After one particularly irritating column that celebrated the willingness of neo-Nazis to voice an unpopular opinion in such a straightlaced, lemming-like culture as ours, I'd had enough. Regardless of what it meant to my relationship to the paper, I wrote a letter to the editor.
"I never realized that everything was the opposite of what it was until I read Conniption," I began. "It's about time someone told us the truth about the cuddly Nazis, instead of those nasty ones that get all the publicity."
I can't remember what else it said, but I might have said something about Conniption putting the "pig" in "pigmentosa."
They printed it, so I was a little leery of making my next phone call to David Derricks as I knew him to be tight with Conniption.
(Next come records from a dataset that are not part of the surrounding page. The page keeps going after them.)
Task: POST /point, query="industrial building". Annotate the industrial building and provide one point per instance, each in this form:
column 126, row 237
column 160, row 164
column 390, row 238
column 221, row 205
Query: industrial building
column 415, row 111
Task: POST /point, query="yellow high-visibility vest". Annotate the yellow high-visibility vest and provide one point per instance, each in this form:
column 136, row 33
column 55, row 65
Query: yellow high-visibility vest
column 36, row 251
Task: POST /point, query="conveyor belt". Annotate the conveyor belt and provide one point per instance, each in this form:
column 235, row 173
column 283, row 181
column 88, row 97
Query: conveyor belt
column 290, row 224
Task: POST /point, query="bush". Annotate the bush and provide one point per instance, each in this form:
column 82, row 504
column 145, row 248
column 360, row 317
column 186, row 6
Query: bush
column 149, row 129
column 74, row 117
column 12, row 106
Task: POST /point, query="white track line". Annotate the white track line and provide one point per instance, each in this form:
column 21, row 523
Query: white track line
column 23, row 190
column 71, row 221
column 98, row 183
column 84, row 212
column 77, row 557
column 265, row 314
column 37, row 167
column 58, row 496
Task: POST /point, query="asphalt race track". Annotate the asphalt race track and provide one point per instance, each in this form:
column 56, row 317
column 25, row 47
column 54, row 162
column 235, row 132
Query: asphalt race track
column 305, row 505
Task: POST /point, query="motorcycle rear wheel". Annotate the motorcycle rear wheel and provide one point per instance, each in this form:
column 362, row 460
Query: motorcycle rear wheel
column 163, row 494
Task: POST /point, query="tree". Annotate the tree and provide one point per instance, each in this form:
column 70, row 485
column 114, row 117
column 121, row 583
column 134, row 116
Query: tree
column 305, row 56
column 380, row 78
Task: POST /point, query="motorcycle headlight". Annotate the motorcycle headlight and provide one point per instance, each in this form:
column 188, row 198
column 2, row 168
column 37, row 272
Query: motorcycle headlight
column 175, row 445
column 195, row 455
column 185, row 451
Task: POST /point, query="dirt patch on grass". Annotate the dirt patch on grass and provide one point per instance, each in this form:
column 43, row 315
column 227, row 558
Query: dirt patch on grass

When we next spoke David seemed fine about it, but in the middle of the conversation, I could hear someone grab the phone away from him. There was a pause during which I could hear Derricks asking someone to give the phone back, after which someone whose voice I'd never heard before began to unleash a torrent of obscenities at me. It sounded garbled and robotic, this string of gibberish invective and threats.
Eventually Derricks got control of the phone back. "That's just Jim," he said. "He gets like that sometimes."
Had I just been on the receiving end of a brain lesion attack? Or was this just Conniption's usual reaction to criticism?
I did, however, begin to rule out jealousy as a motivation for my behavior.